Roberto and I met with Lewis and Harold a few days later. It was pretty clear that Big Geyser thought they had us in a corner. To drive the point home, on a side table sat a case of Vita Coco right next to a case of Zico. The message was obvious: they had options and we did not. “Coconut water is coconut water, right?” Lewis said as he pulled out samples of Zico and Vita Coco from their cases. “I like your packaging better but what’s the real difference?”
While I talked through the differences—the brand, our strategy, taste profile—Roberto picked up the case of Vita Coco and inspected it and took one package out. He then took two glasses set out on the conference table and poured Zico into one and Vita Coco into the other. The Zico was clear and translucent. The Vita Coco came out with a slight brownish hue.
“Which one do you want to drink?” Roberto said simply.
“Okay, that’s disgusting,” Lewis said, examining the Vita Coco. “Who would drink that?” I jumped in t
o explain that coconut water was very sensitive and there were many challenges to getting it right. How we had carefully selected our Brazilian supplier for their ability to produce a consistent, light, clean product and taste. Our supplier wasn’t perfect but they were the best out there today. How Vita Coco was using another producer that we had eliminated because our research with the University of Florida beverage center discovered problems with consistency and quality control. “Looks like Vita might be running into those, um, challenges,” I added.
With the two glasses on the table giving me some leverage, I changed the topic. “Look, I understand your position on the contract.

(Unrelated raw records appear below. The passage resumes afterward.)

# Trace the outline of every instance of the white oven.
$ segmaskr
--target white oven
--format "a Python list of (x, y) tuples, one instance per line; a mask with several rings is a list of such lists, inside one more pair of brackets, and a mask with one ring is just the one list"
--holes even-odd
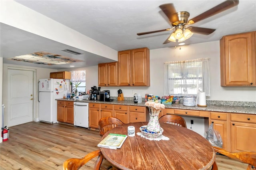
[(75, 126), (89, 127), (89, 103), (74, 102), (74, 125)]

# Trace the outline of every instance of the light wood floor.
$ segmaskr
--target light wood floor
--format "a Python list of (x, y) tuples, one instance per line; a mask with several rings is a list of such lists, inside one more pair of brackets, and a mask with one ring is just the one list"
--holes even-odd
[[(98, 131), (72, 125), (30, 122), (10, 128), (10, 138), (0, 144), (0, 170), (62, 170), (71, 158), (99, 149)], [(96, 158), (80, 169), (92, 169)], [(245, 170), (247, 165), (217, 155), (219, 170)], [(102, 165), (109, 165), (106, 160)]]

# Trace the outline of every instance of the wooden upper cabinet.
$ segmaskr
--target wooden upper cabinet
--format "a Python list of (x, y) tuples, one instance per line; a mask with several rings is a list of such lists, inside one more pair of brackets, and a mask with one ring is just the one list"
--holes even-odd
[(149, 49), (118, 52), (118, 85), (150, 86)]
[(117, 85), (117, 62), (98, 65), (99, 86)]
[(131, 85), (131, 50), (118, 52), (118, 83), (119, 86)]
[(132, 51), (132, 85), (150, 85), (149, 49), (147, 48)]
[(222, 86), (256, 86), (256, 32), (224, 36), (220, 40)]
[(117, 62), (108, 63), (108, 85), (117, 85)]
[(99, 64), (98, 69), (98, 84), (99, 86), (106, 86), (107, 81), (107, 65), (106, 63)]
[(50, 79), (71, 79), (71, 72), (70, 71), (59, 71), (50, 73)]

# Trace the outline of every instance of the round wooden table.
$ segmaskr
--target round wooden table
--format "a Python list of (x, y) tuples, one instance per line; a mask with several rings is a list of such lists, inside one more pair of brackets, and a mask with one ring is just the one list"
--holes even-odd
[[(124, 124), (110, 133), (127, 134), (127, 127), (133, 126), (135, 131), (148, 122)], [(162, 134), (168, 140), (150, 140), (137, 134), (128, 136), (120, 148), (100, 148), (102, 154), (110, 163), (122, 170), (211, 169), (215, 160), (213, 148), (199, 134), (187, 128), (160, 123)]]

I’m ready to sign,” I told him. “I only want one concession. I want Zico to be your exclusive coconut water. That would allow us to know you’re committed and help us justify putting most of our marketing and brand-building efforts in New York.”
“I figured you’d ask for that,” Lewis said. “We’ve talked about it. No problem. But you better be ready for a fight. Those Vita guys are aggressive and in this business, aggressive is good.”
Once out of their office building, I stopped Roberto in the parking lot. “How the hell did you know that that package of Vita Coco was a bad one?” I asked. He explained that a manager at a bodega on the Upper West Side had recently pulled some Vita off his shelves because a customer complained. “He showed it to me and I remembered the expiration date,” he said. “It was the same on the packages they had on the table, so I figured there was a good chance.”
“Bold,” I said. “Fucking bold.”
One bright spot that fall was Fairway Market. Fairway’s Upper West Side location was a New York institution since the 1950s. I’m sure the fact that Zico was in their stores and doing well was one of the reasons we’d caught the attention of Big Geyser. I made an at-least-twice-weekly pilgrimage to their Upper West Side store to personally check in and chat up the store manager Jose, who had given us a display at the head of an aisle (a coveted spot called an “endcap display” in the business). Walking into the store in early December, just as I was negotiating with Big Geyser, I was distressed to find that our endcap display had been replaced with mulled wine and kosher apple sauce. The beginning of Hanukkah had bumped Zico to the back of the store, and I knew that was going to kill our sales. Jose was apologetic but had more bad news. After the Hanukkah products the space would be reserved for sparkling cider for Christmas and then panettone for New Year’s. “You can probably get the display back in late January,” he told me, “definitely by March.” It was going to be a long, lean winter.